Thomas Mkandawire has only one wish and that is, the selection to science university will be exclusively on merit. "I know a lot of people who have been left out just because of the quota system and building lots of universities is our only hope," he said.

John Maseko an education expert from the Malawi's commercial city of Blantyre said that the coming of the university is timely, as issues of failure by students to attain their goals was about to explode.

"Issues of quota system which was introduced to address the matter of disparities became very political and that led to the president firing some officials from his governing party. So as an expert I am really happy with the fact that the construction of more colleges will ensure that this system, which has fuelled tribalism, will be abolished. This will also help in the sense that there will be many places to accommodate the growing demand for higher education," he said.

Don Chikakuda, education officer from the Ministry of Education, said that the new university would curb the high demand for places in tertiary education.

"We believe that such an establishment will help in reducing existing, regional, district and socio-economic disparities regarding access to tertiary education," he said.

Education in Malawi has undergone much change since 1994. Statistics show that some changes have negatively affected the quality of learning while others have brought significant improvements.

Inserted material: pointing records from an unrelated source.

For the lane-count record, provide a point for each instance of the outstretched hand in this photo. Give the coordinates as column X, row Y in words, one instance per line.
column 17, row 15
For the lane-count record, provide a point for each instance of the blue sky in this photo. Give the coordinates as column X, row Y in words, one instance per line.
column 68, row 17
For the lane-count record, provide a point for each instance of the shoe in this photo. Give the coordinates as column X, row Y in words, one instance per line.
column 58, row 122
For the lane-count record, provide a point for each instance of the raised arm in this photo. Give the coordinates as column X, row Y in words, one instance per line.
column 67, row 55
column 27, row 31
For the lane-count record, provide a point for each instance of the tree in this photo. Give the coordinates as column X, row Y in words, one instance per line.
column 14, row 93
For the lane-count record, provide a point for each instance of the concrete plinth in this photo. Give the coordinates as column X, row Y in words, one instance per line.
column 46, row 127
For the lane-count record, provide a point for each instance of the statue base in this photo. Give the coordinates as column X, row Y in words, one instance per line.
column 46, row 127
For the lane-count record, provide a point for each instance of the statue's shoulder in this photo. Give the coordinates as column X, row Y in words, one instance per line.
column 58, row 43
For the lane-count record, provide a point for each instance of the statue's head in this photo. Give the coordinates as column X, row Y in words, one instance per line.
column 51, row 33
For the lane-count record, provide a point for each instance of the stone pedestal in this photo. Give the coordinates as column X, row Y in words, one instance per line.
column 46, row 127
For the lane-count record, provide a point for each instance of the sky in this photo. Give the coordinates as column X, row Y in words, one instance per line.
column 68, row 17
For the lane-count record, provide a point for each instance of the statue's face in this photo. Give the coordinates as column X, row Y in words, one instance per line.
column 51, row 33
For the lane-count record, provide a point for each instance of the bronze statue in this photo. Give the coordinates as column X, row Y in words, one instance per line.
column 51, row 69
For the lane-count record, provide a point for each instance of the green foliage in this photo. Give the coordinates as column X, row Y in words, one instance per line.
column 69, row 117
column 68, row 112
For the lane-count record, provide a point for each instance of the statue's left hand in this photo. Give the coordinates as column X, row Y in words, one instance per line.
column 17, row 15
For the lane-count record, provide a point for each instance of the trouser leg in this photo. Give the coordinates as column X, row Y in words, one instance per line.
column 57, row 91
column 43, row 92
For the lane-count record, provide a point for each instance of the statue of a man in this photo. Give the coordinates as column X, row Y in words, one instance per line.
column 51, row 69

The tertiary education according to Chikakuda has been hit hard by government's policy of directing the lion's share of funding to the primary sector. Universities have had to generate a larger proportion of their own income, an exercise that has proved much harder for some colleges than others.

This was borne out in the last school session when out of 5,000 students who deserved university education only 1,000 got the chance.

Ambassador Lin Songtian said the construction of the university is just one of the many projects of the win-win cooperation. The Chinese have already built Malawi's $50 million ultra-modern parliament officially opened in May 2010, as well as funding and building a highway, an international conference center and hotel complex, and a national stadium.

"Within the next two to three years, the projects of Karonga-Chitipa road in the north, the International Conference Center and five star hotel and the national stadium will be completed. This will play vital roles in supporting Malawi to achieve self sustainable national development," he said. 

China's funding of major development in Malawi, as well as Africa as a whole, has been viewed by many as a diplomatic goodwill gesture to build good relations, averting earlier criticisms that it is only after Africa's rich natural resources.